Google recently issued new features for its SaaS data warehouse BigQuery including column-level encryption functions and dynamic masking of information. These features add a second layer of defense on top of access control to secure and manage sensitive data.
Dynamic information masking can be used in particular for real-time transactions, while column-level encryption provides additional security for data at rest or in motion where real-time usability is not required.
These new features could be useful for companies that store personally identifiable information (PII) and other sensitive data, such as credit card information and biometric information. Companies that store and analyze data in countries where data regulation and privacy mandates are evolving are constantly at risk from data breaches and data leaks and need to control data access, and these companies can also take advantage of the new features.
Column-level encryption enables the encryption and decryption of information at the column level, meaning the administrator can select which column is encrypted and which is not. It supports the AES-GCM (non-deterministic) and AES-SIV (deterministic) encryption algorithms. Features support AES-SIV to enable grouping, aggregation, and merging on encrypted data. This new feature enables a number of new use cases: when data is encrypted natively in BigQuery and needs to be decrypted when accessed, or when data is encrypted externally, stored in BigQuery and then decrypted when accessed.

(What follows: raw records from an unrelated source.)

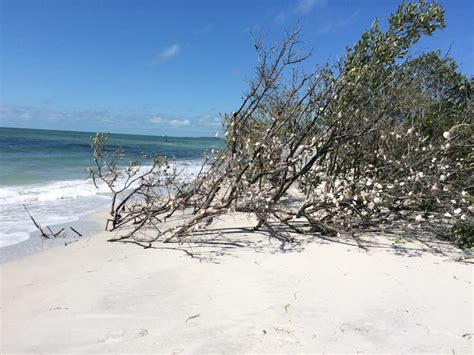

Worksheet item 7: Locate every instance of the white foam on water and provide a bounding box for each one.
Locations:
[0,160,202,248]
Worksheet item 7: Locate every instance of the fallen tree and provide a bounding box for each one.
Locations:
[89,1,474,246]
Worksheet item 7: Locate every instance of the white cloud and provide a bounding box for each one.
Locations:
[151,43,181,65]
[317,10,360,34]
[169,120,191,126]
[274,0,326,24]
[150,116,166,123]
[293,0,326,15]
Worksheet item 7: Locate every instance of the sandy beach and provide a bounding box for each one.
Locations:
[0,214,474,354]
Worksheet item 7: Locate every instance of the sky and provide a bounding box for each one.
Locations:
[0,0,474,136]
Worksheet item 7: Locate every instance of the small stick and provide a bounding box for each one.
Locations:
[23,205,49,239]
[69,226,82,237]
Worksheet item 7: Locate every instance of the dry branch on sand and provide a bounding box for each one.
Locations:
[89,1,474,250]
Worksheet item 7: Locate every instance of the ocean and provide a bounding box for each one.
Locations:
[0,127,224,248]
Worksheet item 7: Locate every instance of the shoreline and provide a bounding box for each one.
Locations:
[0,213,474,354]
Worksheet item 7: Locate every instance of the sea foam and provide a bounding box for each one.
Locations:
[0,160,202,248]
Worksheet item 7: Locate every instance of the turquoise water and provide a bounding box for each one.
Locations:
[0,128,222,186]
[0,128,223,247]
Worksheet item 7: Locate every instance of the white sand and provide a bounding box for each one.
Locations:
[0,211,474,354]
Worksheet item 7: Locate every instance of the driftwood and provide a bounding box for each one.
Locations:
[89,2,473,250]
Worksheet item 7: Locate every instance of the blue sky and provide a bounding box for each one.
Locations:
[0,0,474,136]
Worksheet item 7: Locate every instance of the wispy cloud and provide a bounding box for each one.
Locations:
[169,120,191,126]
[274,0,326,24]
[151,43,181,65]
[0,105,222,136]
[317,10,360,34]
[293,0,326,15]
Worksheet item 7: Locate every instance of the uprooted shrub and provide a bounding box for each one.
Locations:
[90,1,474,250]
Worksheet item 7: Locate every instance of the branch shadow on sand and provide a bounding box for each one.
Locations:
[108,218,474,263]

Column-level encryption is integrated with Cloud Key Management System (Cloud KMS) to give the administrator more control, to enable management of the encryption keys in KMS, and to enable secure key retrieval on access and detailed logging. Cloud KMS can be used to generate the KEK (Key Encryption Key) that encrypts the DEK (Data Encryption Key) that encrypts the data in BigQuery columns. Cloud KMS uses IAM (Identity and Access Management) to define roles and permissions. KEK is a symmetric encryption key set that is stored in Cloud KMS. Referring to an encrypted key set in BigQuery reduces the risk of key exposure.
The BigQuery documentation explains:
At the time the query is run, specify the Cloud KMS resource path of the KEK and the ciphertext of the wrapped DEK. BigQuery calls Cloud KMS to extract the DEK and then uses that key to decrypt the data in your query. The unpackaged version of the DEK is only stored in memory for the duration of the query and then destroyed.

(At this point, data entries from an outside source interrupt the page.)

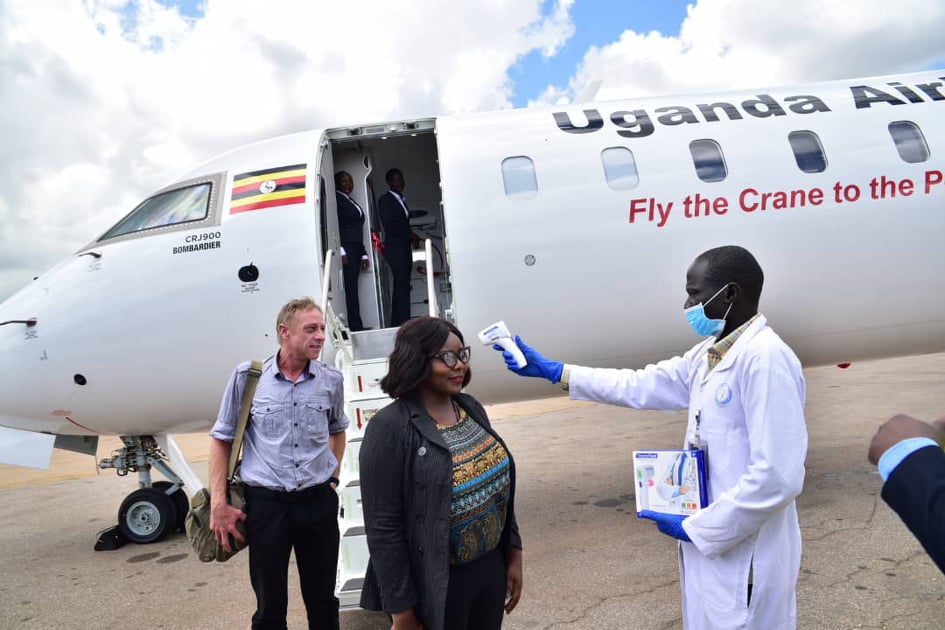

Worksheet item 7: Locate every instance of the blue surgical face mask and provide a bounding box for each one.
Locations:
[683,284,732,337]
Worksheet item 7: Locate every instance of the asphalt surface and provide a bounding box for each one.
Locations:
[0,354,945,630]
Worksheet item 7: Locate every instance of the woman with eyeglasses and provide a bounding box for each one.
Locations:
[360,317,522,630]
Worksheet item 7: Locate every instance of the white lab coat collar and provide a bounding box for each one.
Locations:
[703,313,768,380]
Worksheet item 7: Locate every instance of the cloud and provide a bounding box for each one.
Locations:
[0,0,574,299]
[536,0,945,103]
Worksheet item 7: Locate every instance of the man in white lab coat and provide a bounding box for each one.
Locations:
[496,246,807,630]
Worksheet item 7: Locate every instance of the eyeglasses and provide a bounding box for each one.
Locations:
[430,346,472,367]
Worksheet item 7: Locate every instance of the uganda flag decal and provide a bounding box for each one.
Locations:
[230,164,305,214]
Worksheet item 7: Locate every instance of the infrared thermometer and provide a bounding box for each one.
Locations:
[479,322,528,369]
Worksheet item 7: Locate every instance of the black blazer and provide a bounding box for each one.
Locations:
[359,392,522,630]
[335,191,364,251]
[882,446,945,573]
[377,190,411,244]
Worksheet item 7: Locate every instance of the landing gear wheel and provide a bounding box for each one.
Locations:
[151,481,190,532]
[118,488,177,544]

In an example use case, the zip code is the data to be encrypted, and a non-deterministic function decrypts data when accessed using the function in the query executed on the table.

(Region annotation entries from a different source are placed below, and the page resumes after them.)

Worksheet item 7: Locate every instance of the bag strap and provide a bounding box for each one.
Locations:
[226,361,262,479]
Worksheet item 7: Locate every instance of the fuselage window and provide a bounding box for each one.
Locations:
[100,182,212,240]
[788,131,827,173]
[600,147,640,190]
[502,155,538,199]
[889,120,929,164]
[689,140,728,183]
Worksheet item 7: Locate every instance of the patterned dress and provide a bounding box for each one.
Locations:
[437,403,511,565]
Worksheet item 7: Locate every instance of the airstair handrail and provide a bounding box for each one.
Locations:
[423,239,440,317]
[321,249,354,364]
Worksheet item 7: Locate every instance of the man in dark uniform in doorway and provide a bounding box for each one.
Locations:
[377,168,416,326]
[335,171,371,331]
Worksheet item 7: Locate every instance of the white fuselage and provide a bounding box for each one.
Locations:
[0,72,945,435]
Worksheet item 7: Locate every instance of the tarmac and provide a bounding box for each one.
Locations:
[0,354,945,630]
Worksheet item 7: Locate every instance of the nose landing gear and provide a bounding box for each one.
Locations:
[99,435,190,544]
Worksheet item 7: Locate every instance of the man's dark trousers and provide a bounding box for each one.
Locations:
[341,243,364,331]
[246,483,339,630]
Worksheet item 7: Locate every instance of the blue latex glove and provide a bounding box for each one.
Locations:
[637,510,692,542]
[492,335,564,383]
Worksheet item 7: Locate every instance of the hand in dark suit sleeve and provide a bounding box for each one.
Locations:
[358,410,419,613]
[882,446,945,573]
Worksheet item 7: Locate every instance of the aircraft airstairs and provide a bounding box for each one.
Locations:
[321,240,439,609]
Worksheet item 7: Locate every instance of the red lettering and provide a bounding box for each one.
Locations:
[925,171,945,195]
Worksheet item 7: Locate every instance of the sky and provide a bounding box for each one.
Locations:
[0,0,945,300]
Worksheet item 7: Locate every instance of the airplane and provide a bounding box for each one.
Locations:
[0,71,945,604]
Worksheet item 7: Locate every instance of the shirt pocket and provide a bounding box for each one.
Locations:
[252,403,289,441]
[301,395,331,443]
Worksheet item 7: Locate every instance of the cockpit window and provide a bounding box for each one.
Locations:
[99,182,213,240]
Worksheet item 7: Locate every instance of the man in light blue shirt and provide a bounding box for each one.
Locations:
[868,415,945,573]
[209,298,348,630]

In a second example, the AEAD deterministic function can decrypt data when accessed using the function in the query executed on the table and supports aggregation and concatenation using the encrypted data.
In this way, even a user who does not have access to the encrypted data can perform a join.
Before releasing the column-level encryption feature, administrators need to make copies of the obfuscated datasets to manage proper access to groups. This creates an inconsistent approach to protecting data, which can be expensive to manage. Column-level encryption increases the level of security because each column can have its own encryption key instead of a single key for the entire database. Using column-level encryption provides faster data access because there is less encryption data.
Dynamic information masking, released in preview, gives administrators more control who can choose, in conjunction with column-level access controls, to grant full access, no access to data, or masked data, extending column-level security. This capability selectively masks column-level data during queries based on the defined masking rules, user roles, and privileges. This feature allows administrators to obfuscate sensitive data and control user access, while reducing the risk of data leakage.
This new feature makes data sharing easier as administrators can selectively hide information and the tables can be shared with large groups of users. At the application level, developers do not need to modify the query to hide sensitive data. After the data masking is configured at the BigQuery level, the existing query automatically hides the data based on the roles assigned to the user. Last but not least, applying security is easier because the administrator can write the security rule once and then apply it to any number of columns of tags.
Masking policies or encryption applied to the base tables are carried over to authorized views and realized views, and masking or encryption is compatible with other security features, such as row-level security.
Both new features can be used to increase security, manage access control, comply with privacy laws and create secure test environments. Provide a more consistent way to manage tables of sensitive data, the administrators do not need to create multiple datasets with encrypted (or not) data and share these copies with the appropriate users.